Running and Scheduling Tasks on Bede

Slurm Workload Manager

Slurm is a highly scalable cluster management and job scheduling system, used in Bede. As a cluster workload manager, Slurm has three key functions:

  • it allocates exclusive and/or non-exclusive access to resources (compute nodes) to users for some duration of time so they can perform work,
  • it provides a framework for starting, executing, and monitoring work on the set of allocated nodes,
  • it arbitrates contention for resources by managing a queue of pending work.

Loading Slurm

Slurm must first be loaded before tasks can be scheduled.

module load slurm

For more information on modules, see Activating software using Environment Modules.

Request an Interactive Shell

Launch an interactive session on a worker node using the command:

srun --pty bash

You can request an interactive node with GPU(s) by using the command:

# --gpus=1 requests 1 GPU for the session session, the number can be 1, 2 or 4
srun --gpus=1 --pty bash

You can add additional options, e.g. request additional memory:

# Requests 16GB of RAM with 1 GPU
srun --mem=16G --gpus=1 --pty bash

Submitting Non-Interactive Jobs

Write a job-submission shell script

You can submit your job, using a shell script. A general job-submission shell script contains the “bang-line” in the first row.

#!/bin/bash

Next you may specify some additional options, such as memory,CPU or time limit.

#SBATCH --"OPTION"="VALUE"

Load the appropriate modules if necessery.

module load PATH
module load MODULE_NAME

Finally, run your program by using the Slurm “srun” command.

srun PROGRAM

The next example script requests 2 GPUs and 16Gb memory. Notifications will be sent to an email address:

#!/bin/bash
#SBATCH --gpus=2
#SBATCH --mem=16G
#SBATCH --mail-user=username@mydomain.com

module load cuda

# Replace my_program with the name of the program you want to run
srun my_program

Job Submission

Save the shell script (let’s say “submission.slurm”) and use the command

sbatch submission.slurm

Note the job submission number. For example:

Submitted batch job 1226

Check your output file when the job is finished.

# The JOB_NAME value defaults to "slurm"
cat JOB_NAME-1226.out

Common job options

Optional parameters can be added to both interactive and non-interactive jobs.
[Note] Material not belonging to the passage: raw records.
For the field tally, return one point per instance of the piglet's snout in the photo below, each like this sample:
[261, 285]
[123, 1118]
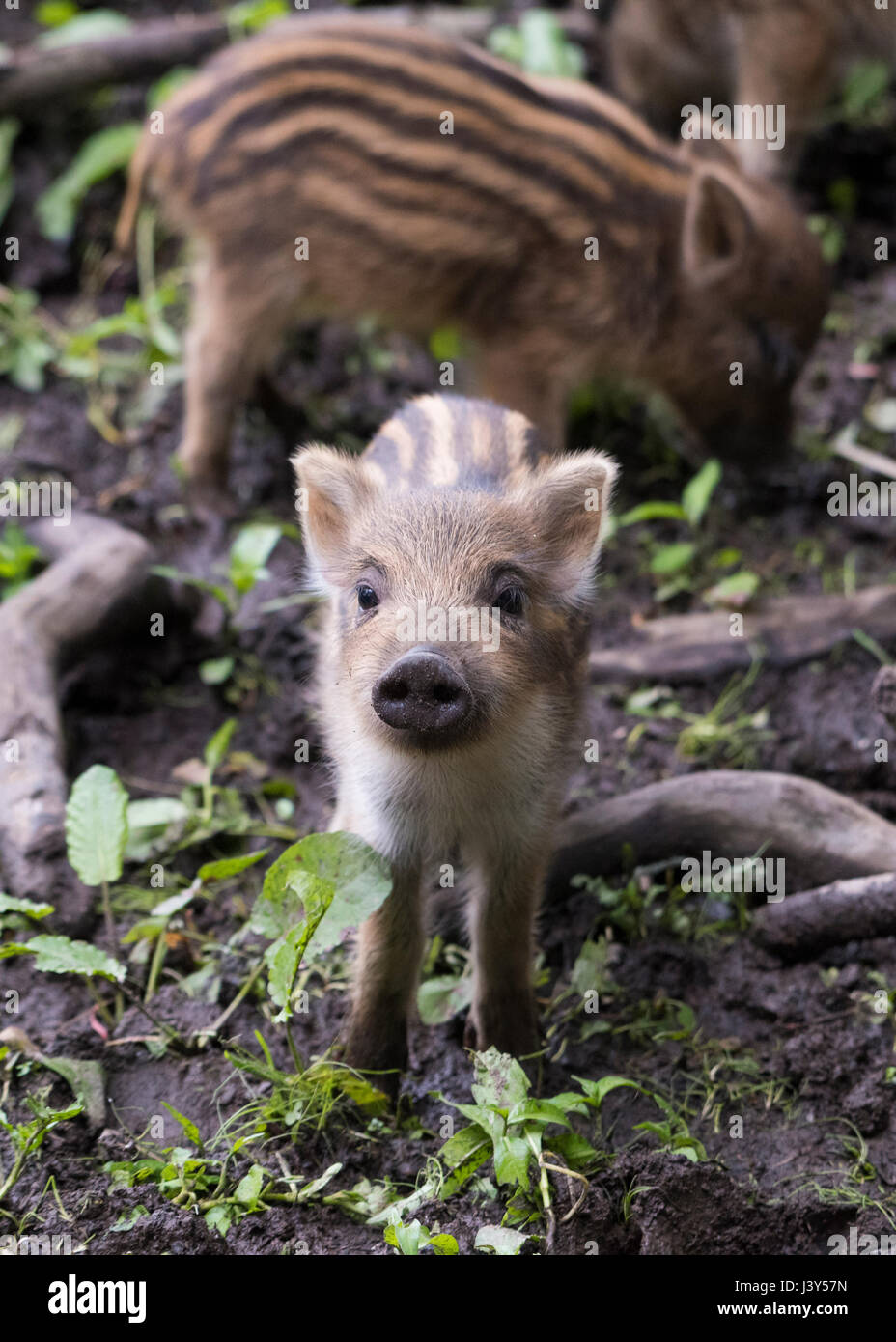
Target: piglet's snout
[421, 691]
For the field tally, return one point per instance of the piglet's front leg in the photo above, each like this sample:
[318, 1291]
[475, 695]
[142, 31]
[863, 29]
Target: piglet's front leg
[388, 960]
[502, 928]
Options can be appended to the command line or added to the job submission scripts.

  • Setting maximum execution time
    • --time=hh:mm:ss - Specify the total maximum execution time for the job. The default is 48 hours (48:00:00)
  • Memory request
    • --mem=#- Request memory (default 4GB), suffixes can be added to signify Megabytes (M) or Gagabytes (G) e.g. --mem=16G to request 16GB.
    • Alternatively --mem-per-cpu=# or --mem-per-gpu=# - Memory can be requested per CPU with --mem-per-cpu or per GPU --mem-per-gpu, these three options are mutually exclusive.
  • GPU request
    • --gpus=1 - Request GPU(s), the number can be 1, 2 or 4.
  • CPU request
    • -c 1 or --cpus-per-task=1 - Requests a number of CPUs for this job, 1 CPU in this case.
    • --cpus-per-gpu=2 - Requests a number of CPUs per GPU requested. In this case we’ve requested 2 CPUs per GPU so if --gpus=2 then 4 CPUs will be requested.
  • Specify output filename
    • --output=output.%j.test.out
  • E-mail notification
    • --mail-user=username@sheffield.ac.uk - Send notification to the following e-mail
    • --mail-type=type - Send notification when type is BEGIN, END, FAIL, REQUEUE, or ALL
  • Naming a job
    • --job-name="my_job_name" - The specified name will be appended to your output (.out) file name.
  • Add comments to a job
    • --comment="My comments"

For the full list of the available options please visit the Slurm manual webpage at https://slurm.schedmd.com/pdfs/summary.pdf.

Key SLURM Scheduler Commands

Display the job queue. Jobs typically pass through several states in the course of their execution. The typical states are PENDING, RUNNING, SUSPENDED, COMPLETING, and COMPLETED.

squeue

Shows job details:

sacct -v

Details the HPC nodes:

sinfo

Deletes job from queue:

scancel JOB_ID